If you've ever tried to control and airplane with rudder and elevator alone, you discover this pretty quickly, unless the roll induced by yaw is very strong and immediate. You skid, get some heading change and some roll, but to control the roll and keep from over-banking you have to skid the other way. It's extremely difficult to control an airplane like this without very large amounts of dihedral (2 axis ultralights like the Quicksilver MX used large amounts of dihedral for this purpose, to be controllable with rudder and elevator alone; it was still an inefficient way to turn, but the thing is so draggy even flying straight it doesn't make that much difference).

In the case of the Farnham, there isn't a lot of dihedral so he would make a rudder input, skid sideways, getting some heading change, and, as there is some dihedral, there would likely be a gentle roll into the skid. The drag alone from this slithering sideways would make the machine descend and require a pitch input. But the delay between rudder input and a banking result would be several seconds and the thing would be a massive handful to fly, like trying to drive a car around a slalom course on a slick ice surface.

As I mentioned in my earlier answer, the Flyer was a handful to fly for other reasons, mainly neutral stability, but compared to its contemporaries it was incredibly controllable.

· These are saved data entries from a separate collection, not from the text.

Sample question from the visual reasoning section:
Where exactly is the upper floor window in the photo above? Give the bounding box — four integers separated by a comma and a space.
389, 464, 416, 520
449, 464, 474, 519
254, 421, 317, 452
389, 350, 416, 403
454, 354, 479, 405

You would have to master the instability to train your eye/brain/muscle loop, but it was doable and once you mastered it (like a helicopter, also dynamically unstable but extremely maneuverable), you had yourself a very maneuverable machine. The Farnham would have struggled around barely on the edge of control, a crash waiting to happen, although ailerons or wing warping would have helped a lot.

Yes, it is generally more efficient to enter a turn by using ailerons and rudder together than by using rudder alone, even if the poor performance of the aircraft requires the bank angle to be kept rather shallow in order to maintain altitude.